Dublin-IFSC-Commercial-PropertyThe commercial property occupier markets across Europe recorded healthy improvements in activity during 2015, with the total take-up in the major office markets rising by 10 percent, according to Knight Frank’s latest European Quarterly Report. Although there was a drop in take-up in Europe’s two largest markets, London and Paris, this was made up by the strong performance of German, Iberian and Central and Eastern Europe markets. Commercial property rents rose by around 3.5 percent over the course of 2015, largely due to growth in markets such as Dublin, London, Madrid and Stockholm. Rental growth is expected to spread to a wider range of cities in 2016 with Paris, for example, expected to see prime office rents rise following more than two years of stability. A total of €64.5 billion was invested in European commercial property in Q4 2015, taking volumes for the full year to €238.5 billion. This represents a 25 percent increase on 2014.

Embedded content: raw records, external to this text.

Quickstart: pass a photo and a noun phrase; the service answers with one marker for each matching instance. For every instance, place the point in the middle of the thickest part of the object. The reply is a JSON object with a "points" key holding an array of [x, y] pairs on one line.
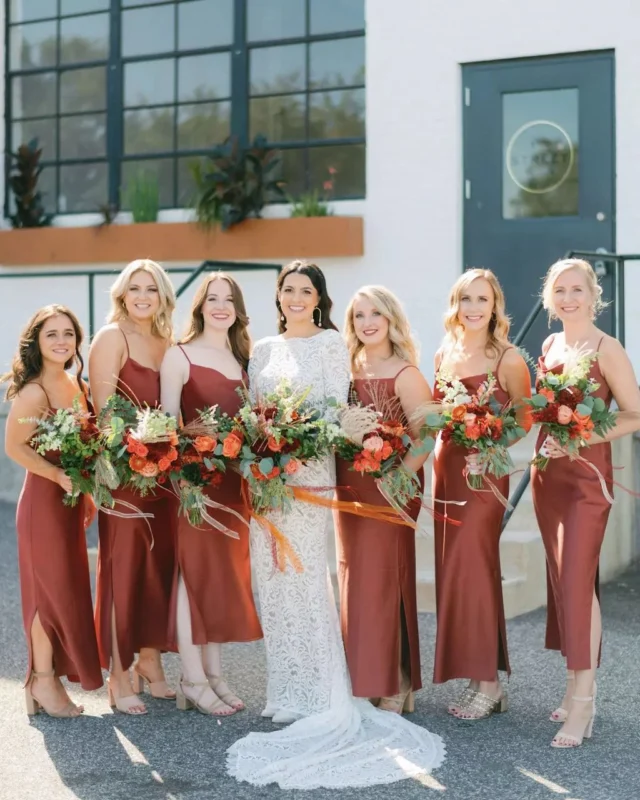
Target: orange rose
{"points": [[150, 470], [565, 415], [231, 446], [204, 444], [274, 445], [292, 466], [137, 463]]}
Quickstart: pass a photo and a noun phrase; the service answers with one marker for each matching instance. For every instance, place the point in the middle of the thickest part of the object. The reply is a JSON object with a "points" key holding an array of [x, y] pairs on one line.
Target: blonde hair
{"points": [[239, 339], [391, 309], [499, 324], [162, 323], [556, 270]]}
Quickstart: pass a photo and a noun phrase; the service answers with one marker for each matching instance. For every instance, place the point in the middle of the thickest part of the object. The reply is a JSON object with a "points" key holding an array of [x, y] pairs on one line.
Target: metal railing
{"points": [[193, 273], [599, 259]]}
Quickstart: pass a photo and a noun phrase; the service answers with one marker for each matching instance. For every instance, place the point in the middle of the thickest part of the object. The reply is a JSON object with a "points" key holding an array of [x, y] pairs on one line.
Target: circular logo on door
{"points": [[539, 157]]}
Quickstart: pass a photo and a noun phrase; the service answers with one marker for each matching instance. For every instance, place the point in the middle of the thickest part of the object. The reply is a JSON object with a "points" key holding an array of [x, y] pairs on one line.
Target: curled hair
{"points": [[384, 301], [499, 324], [316, 276], [239, 339], [162, 325], [27, 363], [554, 272]]}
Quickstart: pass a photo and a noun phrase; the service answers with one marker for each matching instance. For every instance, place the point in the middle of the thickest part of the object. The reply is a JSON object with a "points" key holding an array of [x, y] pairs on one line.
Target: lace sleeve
{"points": [[256, 364], [336, 371]]}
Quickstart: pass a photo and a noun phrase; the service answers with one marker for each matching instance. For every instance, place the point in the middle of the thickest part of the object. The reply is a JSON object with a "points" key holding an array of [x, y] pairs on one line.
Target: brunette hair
{"points": [[316, 276], [499, 324], [554, 272], [239, 339], [391, 309], [162, 325], [27, 362]]}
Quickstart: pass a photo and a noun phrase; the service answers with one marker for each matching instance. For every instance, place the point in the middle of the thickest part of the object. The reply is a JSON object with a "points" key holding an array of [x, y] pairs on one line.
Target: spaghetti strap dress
{"points": [[377, 573], [471, 637], [572, 514], [133, 577], [54, 577], [215, 568]]}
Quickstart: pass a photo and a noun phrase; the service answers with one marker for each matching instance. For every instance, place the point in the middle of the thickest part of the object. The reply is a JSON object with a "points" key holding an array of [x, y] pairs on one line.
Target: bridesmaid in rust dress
{"points": [[133, 580], [471, 640], [377, 560], [212, 600], [52, 547], [570, 505]]}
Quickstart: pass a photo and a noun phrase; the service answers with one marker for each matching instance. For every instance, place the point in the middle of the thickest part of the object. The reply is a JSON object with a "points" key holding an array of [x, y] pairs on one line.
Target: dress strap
{"points": [[126, 341], [184, 353]]}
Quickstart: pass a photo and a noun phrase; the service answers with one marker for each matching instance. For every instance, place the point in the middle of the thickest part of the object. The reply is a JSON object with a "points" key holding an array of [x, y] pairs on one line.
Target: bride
{"points": [[335, 740]]}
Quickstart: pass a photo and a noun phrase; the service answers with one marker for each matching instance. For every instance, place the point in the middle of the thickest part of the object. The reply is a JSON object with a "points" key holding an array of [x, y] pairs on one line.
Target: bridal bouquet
{"points": [[479, 424], [276, 437], [72, 434], [565, 407], [141, 443]]}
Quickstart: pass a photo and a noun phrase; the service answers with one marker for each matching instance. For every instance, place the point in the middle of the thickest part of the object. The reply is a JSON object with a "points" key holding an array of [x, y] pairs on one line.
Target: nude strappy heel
{"points": [[158, 689], [34, 706], [216, 709], [567, 741]]}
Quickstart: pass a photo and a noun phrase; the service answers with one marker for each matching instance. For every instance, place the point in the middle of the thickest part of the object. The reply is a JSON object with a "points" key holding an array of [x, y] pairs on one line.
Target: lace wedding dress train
{"points": [[338, 740]]}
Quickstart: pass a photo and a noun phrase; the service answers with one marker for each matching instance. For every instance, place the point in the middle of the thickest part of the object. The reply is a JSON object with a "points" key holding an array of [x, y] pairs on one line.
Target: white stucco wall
{"points": [[413, 210]]}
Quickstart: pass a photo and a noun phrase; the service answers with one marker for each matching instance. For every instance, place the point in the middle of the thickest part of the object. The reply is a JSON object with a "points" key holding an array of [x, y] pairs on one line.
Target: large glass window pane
{"points": [[205, 23], [336, 63], [277, 69], [83, 187], [82, 6], [148, 30], [348, 161], [204, 125], [149, 131], [335, 16], [160, 169], [83, 90], [336, 114], [26, 10], [148, 83], [540, 176], [44, 130], [280, 119], [33, 95], [34, 45], [84, 38], [275, 19], [83, 136], [204, 77]]}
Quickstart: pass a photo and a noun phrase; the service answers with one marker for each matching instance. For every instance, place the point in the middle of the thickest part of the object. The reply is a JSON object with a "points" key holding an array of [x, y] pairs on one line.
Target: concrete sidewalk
{"points": [[169, 755]]}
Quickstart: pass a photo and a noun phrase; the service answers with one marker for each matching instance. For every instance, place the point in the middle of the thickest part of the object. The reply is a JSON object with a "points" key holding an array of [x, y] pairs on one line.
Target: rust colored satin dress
{"points": [[471, 638], [54, 578], [376, 576], [215, 568], [131, 576], [572, 514]]}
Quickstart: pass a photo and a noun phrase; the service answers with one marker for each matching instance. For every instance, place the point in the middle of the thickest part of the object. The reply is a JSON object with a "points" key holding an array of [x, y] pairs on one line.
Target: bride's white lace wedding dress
{"points": [[337, 740]]}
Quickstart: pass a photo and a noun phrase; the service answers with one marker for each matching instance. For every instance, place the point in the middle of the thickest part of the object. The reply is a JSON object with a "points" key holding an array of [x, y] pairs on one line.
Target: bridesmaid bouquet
{"points": [[141, 443], [565, 408], [74, 436], [479, 424], [275, 438]]}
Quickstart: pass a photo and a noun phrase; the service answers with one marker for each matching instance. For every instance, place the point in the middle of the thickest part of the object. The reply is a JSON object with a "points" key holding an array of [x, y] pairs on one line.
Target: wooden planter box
{"points": [[255, 239]]}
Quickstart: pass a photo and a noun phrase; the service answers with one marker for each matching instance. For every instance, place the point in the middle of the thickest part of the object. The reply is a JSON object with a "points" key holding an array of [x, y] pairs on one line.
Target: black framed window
{"points": [[115, 87]]}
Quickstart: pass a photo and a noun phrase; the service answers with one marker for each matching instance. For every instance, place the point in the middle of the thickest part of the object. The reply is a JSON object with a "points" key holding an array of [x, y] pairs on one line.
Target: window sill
{"points": [[310, 237]]}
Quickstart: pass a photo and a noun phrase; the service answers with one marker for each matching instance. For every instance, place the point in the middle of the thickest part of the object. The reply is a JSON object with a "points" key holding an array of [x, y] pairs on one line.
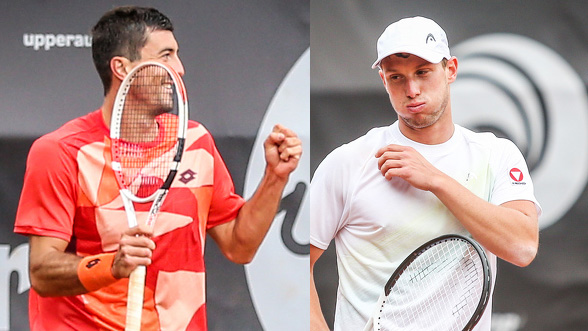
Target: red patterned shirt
{"points": [[70, 192]]}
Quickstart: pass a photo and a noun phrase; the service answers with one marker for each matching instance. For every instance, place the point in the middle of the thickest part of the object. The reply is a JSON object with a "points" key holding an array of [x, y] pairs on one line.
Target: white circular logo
{"points": [[520, 89], [278, 275]]}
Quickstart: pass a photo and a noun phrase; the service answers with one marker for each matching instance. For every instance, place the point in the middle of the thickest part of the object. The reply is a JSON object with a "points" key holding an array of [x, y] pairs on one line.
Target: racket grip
{"points": [[135, 299]]}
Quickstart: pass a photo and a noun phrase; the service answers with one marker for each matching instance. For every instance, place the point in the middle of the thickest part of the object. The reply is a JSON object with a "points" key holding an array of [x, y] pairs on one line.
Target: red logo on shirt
{"points": [[516, 174]]}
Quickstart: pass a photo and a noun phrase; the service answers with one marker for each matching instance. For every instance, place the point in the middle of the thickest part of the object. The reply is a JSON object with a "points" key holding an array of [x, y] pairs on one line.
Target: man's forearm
{"points": [[510, 231], [56, 275]]}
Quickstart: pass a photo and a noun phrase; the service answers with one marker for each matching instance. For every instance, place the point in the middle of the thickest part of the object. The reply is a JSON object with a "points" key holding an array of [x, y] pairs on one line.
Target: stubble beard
{"points": [[422, 121]]}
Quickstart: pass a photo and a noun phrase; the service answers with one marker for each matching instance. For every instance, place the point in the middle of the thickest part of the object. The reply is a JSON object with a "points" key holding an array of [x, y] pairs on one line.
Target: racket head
{"points": [[147, 130], [443, 285]]}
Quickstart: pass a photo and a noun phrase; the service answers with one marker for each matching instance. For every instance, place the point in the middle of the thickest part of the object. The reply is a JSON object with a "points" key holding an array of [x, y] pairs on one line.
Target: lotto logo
{"points": [[516, 175]]}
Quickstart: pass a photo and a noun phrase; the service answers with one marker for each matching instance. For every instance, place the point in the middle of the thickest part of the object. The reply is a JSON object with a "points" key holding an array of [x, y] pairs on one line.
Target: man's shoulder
{"points": [[76, 132], [488, 139]]}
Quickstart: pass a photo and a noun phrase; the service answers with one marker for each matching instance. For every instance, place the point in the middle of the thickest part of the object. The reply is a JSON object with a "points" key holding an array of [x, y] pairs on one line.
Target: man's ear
{"points": [[452, 69], [120, 67]]}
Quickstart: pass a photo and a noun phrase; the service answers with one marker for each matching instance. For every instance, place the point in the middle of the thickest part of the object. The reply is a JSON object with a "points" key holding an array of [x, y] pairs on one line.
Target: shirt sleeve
{"points": [[513, 180], [47, 202], [327, 198]]}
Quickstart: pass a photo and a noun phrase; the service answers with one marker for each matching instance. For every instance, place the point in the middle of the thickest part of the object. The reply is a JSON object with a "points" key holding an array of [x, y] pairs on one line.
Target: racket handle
{"points": [[135, 299]]}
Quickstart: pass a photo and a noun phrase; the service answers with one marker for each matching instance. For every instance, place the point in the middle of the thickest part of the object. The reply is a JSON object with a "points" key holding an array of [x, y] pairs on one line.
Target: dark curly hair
{"points": [[122, 31]]}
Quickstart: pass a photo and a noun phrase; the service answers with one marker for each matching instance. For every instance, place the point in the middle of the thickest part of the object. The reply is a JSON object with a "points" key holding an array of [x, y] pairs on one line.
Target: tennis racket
{"points": [[442, 285], [147, 131]]}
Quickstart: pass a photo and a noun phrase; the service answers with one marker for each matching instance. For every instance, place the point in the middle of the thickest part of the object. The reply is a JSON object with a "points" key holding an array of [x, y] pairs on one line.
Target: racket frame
{"points": [[485, 297], [137, 277]]}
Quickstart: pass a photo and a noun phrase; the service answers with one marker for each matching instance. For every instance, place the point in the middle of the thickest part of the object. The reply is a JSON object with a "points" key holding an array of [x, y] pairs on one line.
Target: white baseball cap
{"points": [[418, 36]]}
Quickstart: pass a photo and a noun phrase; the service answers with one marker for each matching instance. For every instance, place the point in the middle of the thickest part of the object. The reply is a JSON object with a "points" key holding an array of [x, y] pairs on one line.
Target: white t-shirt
{"points": [[376, 222]]}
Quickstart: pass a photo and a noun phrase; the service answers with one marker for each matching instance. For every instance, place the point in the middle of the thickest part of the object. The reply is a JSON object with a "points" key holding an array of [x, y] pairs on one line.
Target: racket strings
{"points": [[439, 290], [148, 134]]}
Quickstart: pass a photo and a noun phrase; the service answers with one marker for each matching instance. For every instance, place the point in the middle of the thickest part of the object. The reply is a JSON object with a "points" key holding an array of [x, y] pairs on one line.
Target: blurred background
{"points": [[523, 72], [247, 65]]}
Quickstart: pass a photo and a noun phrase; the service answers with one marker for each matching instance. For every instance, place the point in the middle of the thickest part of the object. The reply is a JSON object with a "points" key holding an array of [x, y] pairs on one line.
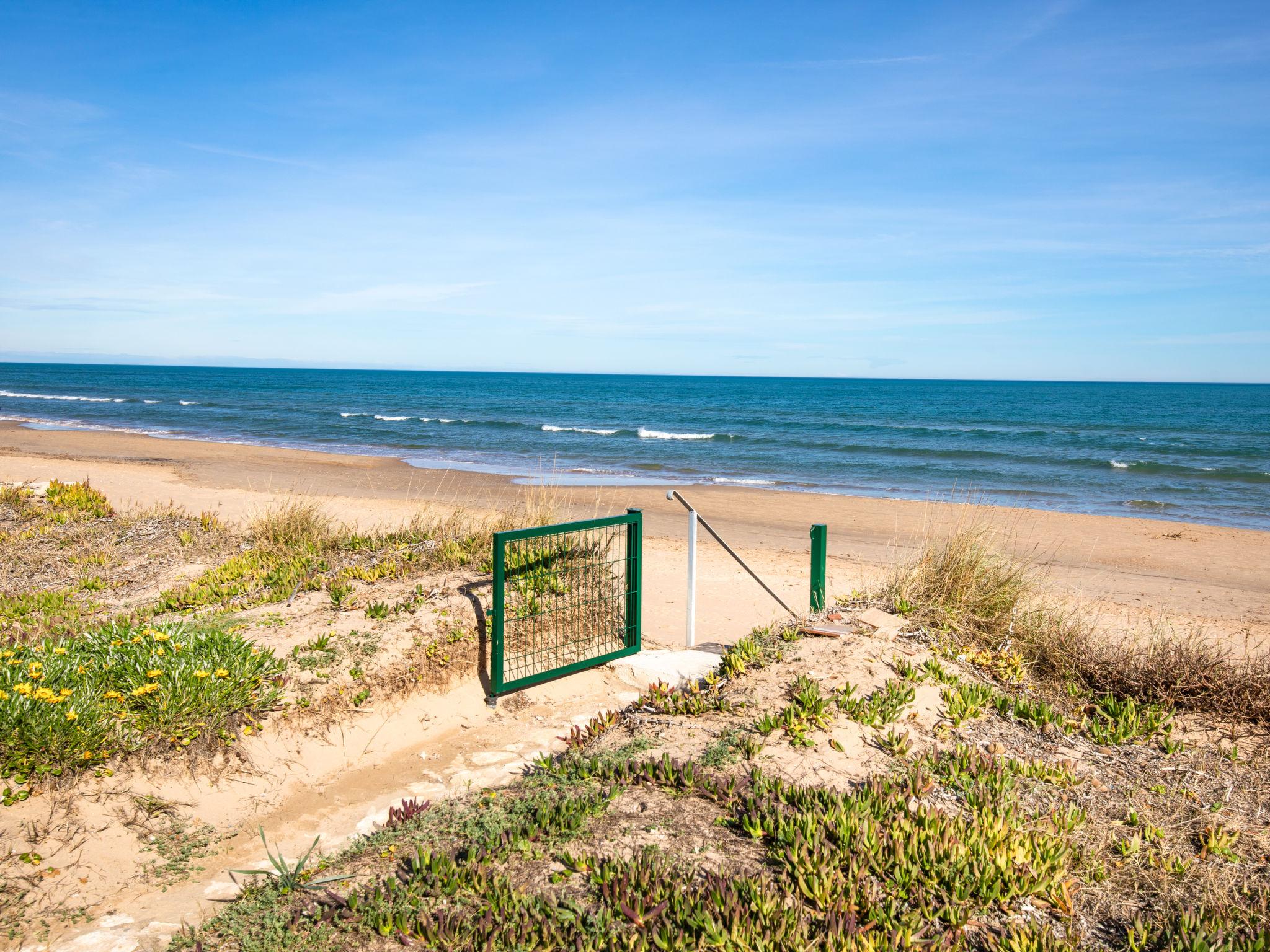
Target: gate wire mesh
{"points": [[569, 598]]}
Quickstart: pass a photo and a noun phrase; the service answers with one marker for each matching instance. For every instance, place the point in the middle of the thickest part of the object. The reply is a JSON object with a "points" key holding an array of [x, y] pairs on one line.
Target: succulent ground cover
{"points": [[996, 811], [140, 645]]}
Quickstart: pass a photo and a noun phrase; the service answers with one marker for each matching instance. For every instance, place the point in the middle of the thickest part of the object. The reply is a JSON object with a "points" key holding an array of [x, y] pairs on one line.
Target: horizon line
{"points": [[266, 364]]}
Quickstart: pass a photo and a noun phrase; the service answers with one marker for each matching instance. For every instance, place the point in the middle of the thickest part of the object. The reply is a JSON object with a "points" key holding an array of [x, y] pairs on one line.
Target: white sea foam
{"points": [[660, 434], [598, 432], [56, 397]]}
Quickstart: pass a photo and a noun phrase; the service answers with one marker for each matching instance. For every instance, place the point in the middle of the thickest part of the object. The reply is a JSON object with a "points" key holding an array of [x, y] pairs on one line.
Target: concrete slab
{"points": [[884, 622], [676, 668]]}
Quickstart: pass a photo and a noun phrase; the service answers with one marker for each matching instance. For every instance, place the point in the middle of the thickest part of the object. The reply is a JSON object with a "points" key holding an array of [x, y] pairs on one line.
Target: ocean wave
{"points": [[1197, 472], [86, 426], [662, 434], [58, 397], [549, 428]]}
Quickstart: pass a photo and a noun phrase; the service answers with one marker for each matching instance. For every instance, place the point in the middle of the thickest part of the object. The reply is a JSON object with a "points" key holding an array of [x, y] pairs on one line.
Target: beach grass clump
{"points": [[78, 500], [995, 610], [74, 702], [295, 523], [253, 578], [295, 546], [56, 611]]}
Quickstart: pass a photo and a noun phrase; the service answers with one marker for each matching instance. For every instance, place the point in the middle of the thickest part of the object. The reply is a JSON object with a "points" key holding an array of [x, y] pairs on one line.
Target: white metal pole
{"points": [[693, 574]]}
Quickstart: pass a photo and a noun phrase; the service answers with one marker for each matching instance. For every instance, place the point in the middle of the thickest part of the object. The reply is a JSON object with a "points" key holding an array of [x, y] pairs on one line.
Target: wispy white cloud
{"points": [[252, 156], [856, 61], [1222, 338]]}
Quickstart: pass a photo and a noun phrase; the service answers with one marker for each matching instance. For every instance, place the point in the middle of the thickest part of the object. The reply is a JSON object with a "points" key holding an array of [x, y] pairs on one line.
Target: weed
{"points": [[894, 743], [1113, 720], [290, 879]]}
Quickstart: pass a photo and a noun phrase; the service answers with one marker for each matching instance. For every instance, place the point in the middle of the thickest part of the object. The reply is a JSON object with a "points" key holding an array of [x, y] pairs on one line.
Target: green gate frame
{"points": [[630, 560]]}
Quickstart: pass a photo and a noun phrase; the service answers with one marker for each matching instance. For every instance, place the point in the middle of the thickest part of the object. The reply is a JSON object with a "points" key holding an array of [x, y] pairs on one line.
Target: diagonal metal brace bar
{"points": [[675, 494]]}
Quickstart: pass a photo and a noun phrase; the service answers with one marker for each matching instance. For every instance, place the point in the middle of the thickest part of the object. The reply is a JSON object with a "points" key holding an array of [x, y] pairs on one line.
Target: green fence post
{"points": [[819, 550], [634, 576], [495, 638]]}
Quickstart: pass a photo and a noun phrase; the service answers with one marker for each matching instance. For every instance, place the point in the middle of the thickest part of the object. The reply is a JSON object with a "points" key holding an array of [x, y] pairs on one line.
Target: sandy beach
{"points": [[1135, 570]]}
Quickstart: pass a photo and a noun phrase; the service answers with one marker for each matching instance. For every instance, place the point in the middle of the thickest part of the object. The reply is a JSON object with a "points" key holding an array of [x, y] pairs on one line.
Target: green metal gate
{"points": [[566, 597]]}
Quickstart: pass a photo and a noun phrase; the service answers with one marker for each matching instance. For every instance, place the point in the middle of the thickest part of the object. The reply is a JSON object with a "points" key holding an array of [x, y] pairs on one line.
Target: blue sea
{"points": [[1175, 451]]}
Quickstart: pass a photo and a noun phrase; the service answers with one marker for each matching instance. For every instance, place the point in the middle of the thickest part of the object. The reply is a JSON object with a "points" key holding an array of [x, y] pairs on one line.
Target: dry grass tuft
{"points": [[963, 587], [294, 523]]}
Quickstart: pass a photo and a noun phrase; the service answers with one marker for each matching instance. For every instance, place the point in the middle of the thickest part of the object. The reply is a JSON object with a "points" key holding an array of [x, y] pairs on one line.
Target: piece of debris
{"points": [[826, 631]]}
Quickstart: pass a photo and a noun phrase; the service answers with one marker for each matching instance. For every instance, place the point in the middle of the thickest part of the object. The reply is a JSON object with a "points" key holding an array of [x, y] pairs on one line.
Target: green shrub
{"points": [[75, 702]]}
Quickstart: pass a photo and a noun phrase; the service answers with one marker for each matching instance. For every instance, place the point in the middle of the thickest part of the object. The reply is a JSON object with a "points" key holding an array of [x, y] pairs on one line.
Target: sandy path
{"points": [[335, 783]]}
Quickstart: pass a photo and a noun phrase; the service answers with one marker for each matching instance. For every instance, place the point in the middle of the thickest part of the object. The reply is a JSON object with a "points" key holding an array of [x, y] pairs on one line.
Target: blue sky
{"points": [[1008, 191]]}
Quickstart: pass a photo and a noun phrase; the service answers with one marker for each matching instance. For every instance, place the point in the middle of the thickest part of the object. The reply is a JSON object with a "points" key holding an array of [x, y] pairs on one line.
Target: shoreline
{"points": [[586, 477], [1133, 568]]}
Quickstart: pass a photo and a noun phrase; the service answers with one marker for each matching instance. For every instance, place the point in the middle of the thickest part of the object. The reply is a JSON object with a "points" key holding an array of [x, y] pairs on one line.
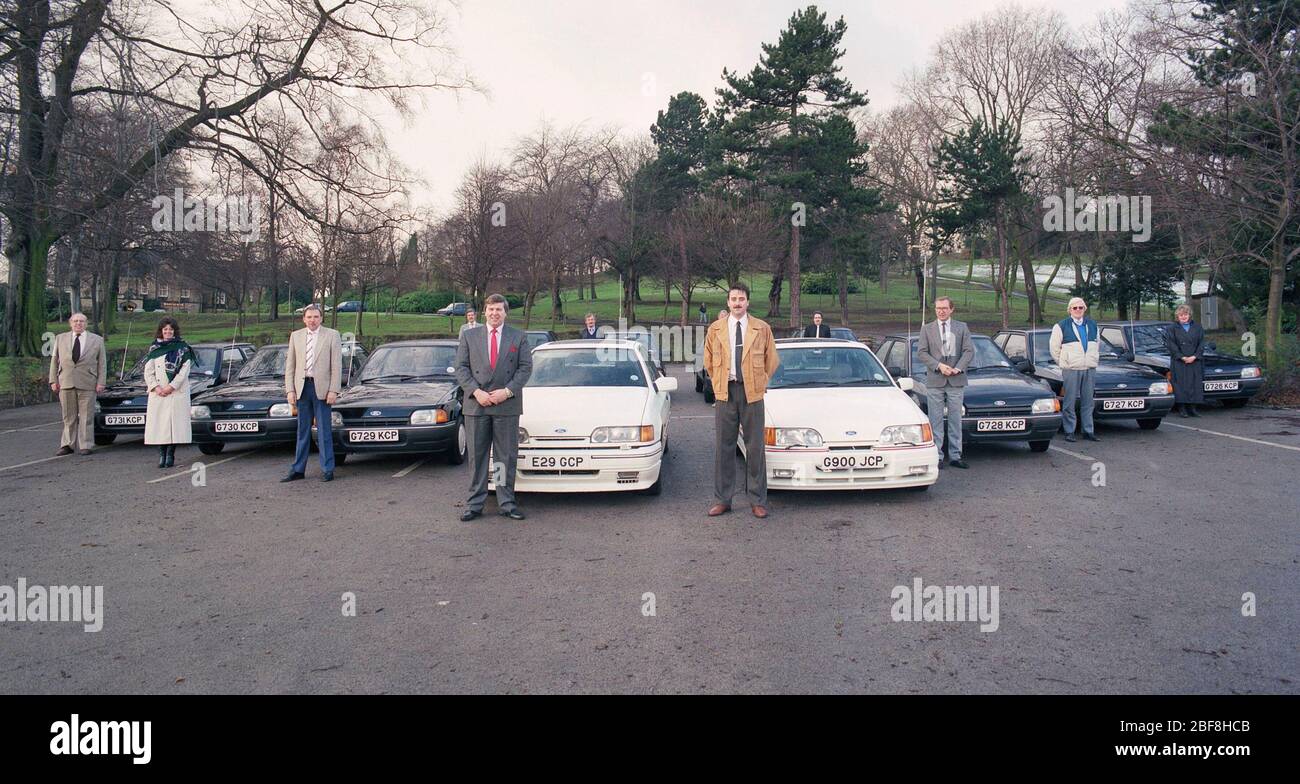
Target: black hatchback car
{"points": [[1121, 389], [252, 407], [1000, 402], [1230, 380], [404, 401], [120, 408]]}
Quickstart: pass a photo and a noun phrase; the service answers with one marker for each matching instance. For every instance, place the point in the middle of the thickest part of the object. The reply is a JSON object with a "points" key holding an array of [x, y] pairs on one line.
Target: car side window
{"points": [[1014, 347]]}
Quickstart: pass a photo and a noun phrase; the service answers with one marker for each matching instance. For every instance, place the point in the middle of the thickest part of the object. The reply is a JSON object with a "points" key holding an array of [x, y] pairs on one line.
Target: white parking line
{"points": [[31, 428], [1295, 449], [1080, 455], [186, 472], [411, 467]]}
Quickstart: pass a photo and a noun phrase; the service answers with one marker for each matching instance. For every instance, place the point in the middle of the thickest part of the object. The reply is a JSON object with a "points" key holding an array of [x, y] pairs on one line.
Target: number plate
{"points": [[551, 462], [850, 462], [235, 427], [371, 436], [1125, 405], [1221, 386], [124, 419]]}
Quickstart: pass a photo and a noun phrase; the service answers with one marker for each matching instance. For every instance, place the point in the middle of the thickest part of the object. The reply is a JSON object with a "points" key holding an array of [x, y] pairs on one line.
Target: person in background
{"points": [[1077, 351], [167, 376], [471, 321], [78, 368], [1186, 343]]}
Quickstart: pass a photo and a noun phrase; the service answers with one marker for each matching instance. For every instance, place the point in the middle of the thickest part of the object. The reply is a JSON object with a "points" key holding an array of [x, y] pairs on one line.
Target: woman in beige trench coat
{"points": [[167, 375]]}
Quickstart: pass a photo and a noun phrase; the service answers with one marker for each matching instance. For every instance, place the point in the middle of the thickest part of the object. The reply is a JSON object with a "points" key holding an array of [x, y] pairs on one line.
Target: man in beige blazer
{"points": [[313, 367], [78, 368]]}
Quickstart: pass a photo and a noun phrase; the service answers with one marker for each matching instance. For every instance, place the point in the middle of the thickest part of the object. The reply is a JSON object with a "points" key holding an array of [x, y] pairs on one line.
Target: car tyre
{"points": [[456, 454]]}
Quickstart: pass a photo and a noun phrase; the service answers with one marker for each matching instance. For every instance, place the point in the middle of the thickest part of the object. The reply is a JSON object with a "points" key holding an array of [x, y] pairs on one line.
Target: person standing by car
{"points": [[313, 364], [1075, 349], [1186, 343], [740, 355], [947, 350], [471, 321], [493, 365], [78, 368], [167, 376], [817, 329]]}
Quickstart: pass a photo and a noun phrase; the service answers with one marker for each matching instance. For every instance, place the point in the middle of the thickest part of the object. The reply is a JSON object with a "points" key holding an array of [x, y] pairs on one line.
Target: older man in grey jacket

Matthew Colbourne, associate, international research team, Knight Frank commented: “The European occupier market recovery gained traction over the course of 2015, and office take-up increased in the majority of key markets. We expect further growth in take-up in 2016, as corporate tenants appear increasingly prepared to make major occupational decisions.”

Increases in investment activity were widespread in 2015, with the core markets of the UK, Germany and France all seeing transactions rise by more than 20 percent. Among peripheral markets, investment volumes grew particularly strongly in Italy and Portugal, both fuelled by surging demand from international investors.

Andrew Sim, Head of European Capital Markets, Knight Frank, said: “A strong fourth quarter capped a stellar year for commercial real estate investment across Europe, with appetite from investors showing little sign of abating.

“While we forecast that investment into the UK market may stall in the run-up to the European Referendum in June, we anticipate increased activity in some Southern European markets, and European investment volumes overall to be at a similar level in 2016.”